In my previous blog post, I described my new proposal for involving social network based authentication into WiFi access points. Now I want to go beyond the access points. Social network based authentication can be applied to many other scenarios such as:
- Sharing/Streaming any kind of file with another device which belongs to same person or social network:
- File exchange from laptop to smartphone
- Streaming audio/video from smartphone to TV
- Controlling car infotainment system with a smartphone.
- The destination for the navigation device can be entered by anyone from the family or a close friend inside the car by using their smartphone.
- Wearable medical sensors share information only with authorized medical stuff.
- When a patient visit doctor, or remotely for elderly patients, only the authorized doctor should be able to collect information from the sensors.
- Similarly, sensory information of a building should be accessed by officials in emergencies.
For all these scenarios we should understand that a device identity is a must. Like us, humans, every device should somehow present its properties, capabilities and more importantly its owner information. Then, when devices interact, they can incorporate this social information in authentication and authorization. Since devices should be able to comprehend the information in these social profiles, a structured presentation format from semantic web like RDF is a reasonable choice.
After having a social profile in somewhere on the web, we need to establish a bridge to it and existing password based single sign on solutions are the first candidates. Assume that a device has an embedded password and as username it uses the URL of its social profile. There is another malicious device, which has the same URL as username but a different password. Now, which password is true? We need an authentication server, like OpenID, Facebook Connect etc. Although seems pretty straightforward, password based solutions have challenges: ( i ) Central server is aware of all the attempts for access, it can abuse our privacy. ( ii ) How can we embed passwords? Can we remember all of them? ( iii ) Passwords allways require a central server involved in the process. What about ad hoc interaction?
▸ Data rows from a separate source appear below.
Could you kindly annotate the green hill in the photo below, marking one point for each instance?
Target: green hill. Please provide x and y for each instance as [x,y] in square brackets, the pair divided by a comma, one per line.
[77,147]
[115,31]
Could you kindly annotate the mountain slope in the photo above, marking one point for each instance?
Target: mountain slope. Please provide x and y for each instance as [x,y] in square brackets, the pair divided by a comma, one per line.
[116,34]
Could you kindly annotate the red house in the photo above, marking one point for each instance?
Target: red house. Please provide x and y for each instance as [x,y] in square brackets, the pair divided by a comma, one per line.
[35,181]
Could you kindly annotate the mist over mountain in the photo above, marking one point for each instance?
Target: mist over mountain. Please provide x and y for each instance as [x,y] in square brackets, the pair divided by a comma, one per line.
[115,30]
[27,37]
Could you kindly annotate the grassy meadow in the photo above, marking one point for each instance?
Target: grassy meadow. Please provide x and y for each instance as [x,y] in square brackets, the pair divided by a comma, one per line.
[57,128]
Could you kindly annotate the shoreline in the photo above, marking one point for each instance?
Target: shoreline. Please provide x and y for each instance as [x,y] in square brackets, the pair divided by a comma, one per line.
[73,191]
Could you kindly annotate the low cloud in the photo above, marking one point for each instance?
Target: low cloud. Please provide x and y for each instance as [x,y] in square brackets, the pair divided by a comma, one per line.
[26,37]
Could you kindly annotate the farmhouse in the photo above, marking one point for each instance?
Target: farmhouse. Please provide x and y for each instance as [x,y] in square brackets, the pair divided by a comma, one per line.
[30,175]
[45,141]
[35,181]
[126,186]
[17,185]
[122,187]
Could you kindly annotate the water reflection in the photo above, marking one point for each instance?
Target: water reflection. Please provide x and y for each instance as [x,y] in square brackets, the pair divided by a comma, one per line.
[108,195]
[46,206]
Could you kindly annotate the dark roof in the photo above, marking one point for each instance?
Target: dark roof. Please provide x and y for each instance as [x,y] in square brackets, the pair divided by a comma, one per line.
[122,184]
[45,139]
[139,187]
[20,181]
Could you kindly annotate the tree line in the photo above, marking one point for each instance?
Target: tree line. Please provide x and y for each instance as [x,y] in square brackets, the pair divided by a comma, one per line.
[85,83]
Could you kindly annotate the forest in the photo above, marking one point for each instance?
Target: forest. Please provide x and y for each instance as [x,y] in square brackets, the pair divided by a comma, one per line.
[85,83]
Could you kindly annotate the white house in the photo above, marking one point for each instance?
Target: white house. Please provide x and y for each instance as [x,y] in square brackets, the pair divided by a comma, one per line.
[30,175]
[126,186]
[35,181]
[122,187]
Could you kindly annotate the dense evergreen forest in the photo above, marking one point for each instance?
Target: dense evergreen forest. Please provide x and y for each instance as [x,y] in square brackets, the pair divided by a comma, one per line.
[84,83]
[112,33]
As a decetralized solution, we can bridge devices to their social profiles by using WebID. WebID is a X509.v3 (can be self-signed) certificate which has an embedded link to a social profile. This social profile can be public, stored in any where on the web. For more detail please refer to WebID spec. With WebID based solution, there is no dependency in any kind of central server, and ad hoc operation is possible after the first interaction between two devices. In the first interaction, the authentication requires internet access, however, in the subsequent ones, the WebID certificate and profile can be stored in the peer like SSH authorized keys approach. Privacy is not a concern since even offline operation is possible and authenticator is the peer device not a centralized server. Lastly, embedded devices can be distributed with already installed WebID certificates. Then by granting access for the device profiles to their new owners, end users can manipulate the authentication and authorization.
WebID offers us a decentralized way of building social things. However, like every other technology it also has challenges. The main challenge is the computational requirements for asymmetric key cryptography. There are successful projects for applying asymmetric encryption and DTLS (datagram transport layer security). However, WebID as a protocol also requires parsing and inferring semantic web pages. All these together may be a challenge for constrained devices. Moreover, there are RFIDs which has no computational power. Therefore, we may need local gateways. For instance, our smartphones can collect sensory information and act as a gateway. The connection between the smartphone and sensors can be encrypted via embedded passwords, while smartphone is connected via WebID protocol to the outer world.